There are heroes and villains in the movies.
But not when it comes to Santa Barbara’s housing policy.
Instead, several City Council members on Tuesday said that solving the city’s housing crisis will take collaboration and working together, without blame.
“We’re actually not moving farther apart; we’re moving closer together,” City Councilwoman Meagan Harmon said. “I know it doesn’t feel that way sometimes. There are going to be difficult conversations ahead. There’s no doubt about that.”
The City Council met Tuesday to talk about its housing priorities and provide feedback about how to move forward based on 10 recommendations by the Housing Crisis Ad Hoc Committee, which was formed two years ago.
The council took no vote but gave feedback to staff. While council members agreed on finding ways to dedicate a permanent funding source for the Local Housing Trust Fund, there was division on creating a rent stabilization ordinance. Harmon, Councilman Oscar Gutierrez and Councilwoman Kristen Sneddon support a rent stabilization ordinance.
Harmon said before it does anything else, the city should revisit the “right-of-return” issue in the city’s tenant protection ordinance. In the past few years, property owners have evicted or attempted to evict tenants to make repairs to the buildings, but then increased the rent significantly. Those tenants usually cannot afford to return to the units.
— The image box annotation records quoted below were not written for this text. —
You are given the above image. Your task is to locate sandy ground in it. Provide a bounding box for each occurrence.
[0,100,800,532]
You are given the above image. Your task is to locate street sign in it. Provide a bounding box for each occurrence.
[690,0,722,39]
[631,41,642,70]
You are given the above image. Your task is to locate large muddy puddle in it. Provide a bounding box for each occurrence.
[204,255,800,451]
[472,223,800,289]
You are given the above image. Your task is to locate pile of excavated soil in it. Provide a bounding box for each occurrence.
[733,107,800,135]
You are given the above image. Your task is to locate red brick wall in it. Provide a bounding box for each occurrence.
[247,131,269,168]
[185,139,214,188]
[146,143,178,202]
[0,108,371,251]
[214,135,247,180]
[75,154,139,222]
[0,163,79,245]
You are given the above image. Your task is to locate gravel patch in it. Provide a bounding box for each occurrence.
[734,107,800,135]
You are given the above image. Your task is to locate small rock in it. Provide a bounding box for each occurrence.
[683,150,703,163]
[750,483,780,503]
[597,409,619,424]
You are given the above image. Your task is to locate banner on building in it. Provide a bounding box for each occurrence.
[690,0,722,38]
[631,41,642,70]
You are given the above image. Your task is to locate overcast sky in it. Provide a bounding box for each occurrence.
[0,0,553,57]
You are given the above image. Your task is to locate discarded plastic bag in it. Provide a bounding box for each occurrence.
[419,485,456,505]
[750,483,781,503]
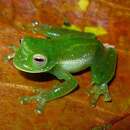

Right-of-return would allow the tenants to return to the homes at the same rent or a cap on how much the rents could be increased after the renovation.
Harmon said that all of the recommendations would take time and “a lot of community conversations,” and some of them would take several years to implement.
“To me, it is critical that we address what is a fundamental flaw in the existing ordinance as soon as possible to give some breathing room to move forward to think through these other items in a critical way,” Harmon said.

Gutierrez said he knocked on thousands of doors during his successful campaign for re-election and that there was overwhelming support for a form of rent control.
“My No. 1 priority would be rent stabilization,” Gutierrez said. “That has consistently been an issue that has been brought to me by the people in my district and other districts.”
Councilman Eric Friedman does not support a rent stabilization ordinance, but he supported one of the recommendations, which suggests tiny homes on city property.
“Ownership is the most secure way that you will be able to stay here,” Friedman said. “Once you have a place you own, all things considered there are still issues with it, you are not at the mercy of someone else, you are not at the mercy of government passing regulations to protect you.”
He also said there are benefits and consequences of a rent stabilization ordinance.
“The question is, when you weigh the benefits, do they outweigh the impacts?” Friedman said.
He said a rent stabilization ordinance could force owners of buildings built before 1995 to sell the buildings to out-of-town investors, who would tear them down, rebuild and then charge mostly market-rate rents to tenants for the new construction, hurting the renters who need housing the most.
Councilwoman-elect Wendy Santamaria spoke at the meeting and said the council cannot lose sight of strengthening tenant protections.
“As much as some folks might want to demonize that tenants have some sort of say over housing, it’s what is going to make us a sustainable environment,” Santamaria said. “We aren’t talking about housing remote workers. We’re talking about housing our firefighters, our teachers, our first responders. We need to make sure we are implementing a rent stabilization ordinance, a rental registry, really fund a right-to-counsel pilot program.”

Mayor Randy Rowse said the city has gone to great lengths to protect renters and tenants. He noted that the city created a Housing Trust Fund to help create new housing and that the developers behind the new hotel on Garden Street contributed $1 million to the program. Rowse does not support a rent stabilization ordinance.
“The problems are not going to be solved by trying to demonize one side of the equation,” Rowse said.
He said that one out of seven housing units in Santa Barbara is affordable by either subsidy or covenant.
“That’s not covering everybody — obviously, the demand is much greater than that,” Rowse said, “but that is pretty amazing, given other communities. So, we are not up here not doing things. We are not up here not caring about the situation. But having a solution that basically says ‘good guys’ and ‘bad guys’ is not the way we are going to solve the problem. It’s not the way this community and we are going to move forward.”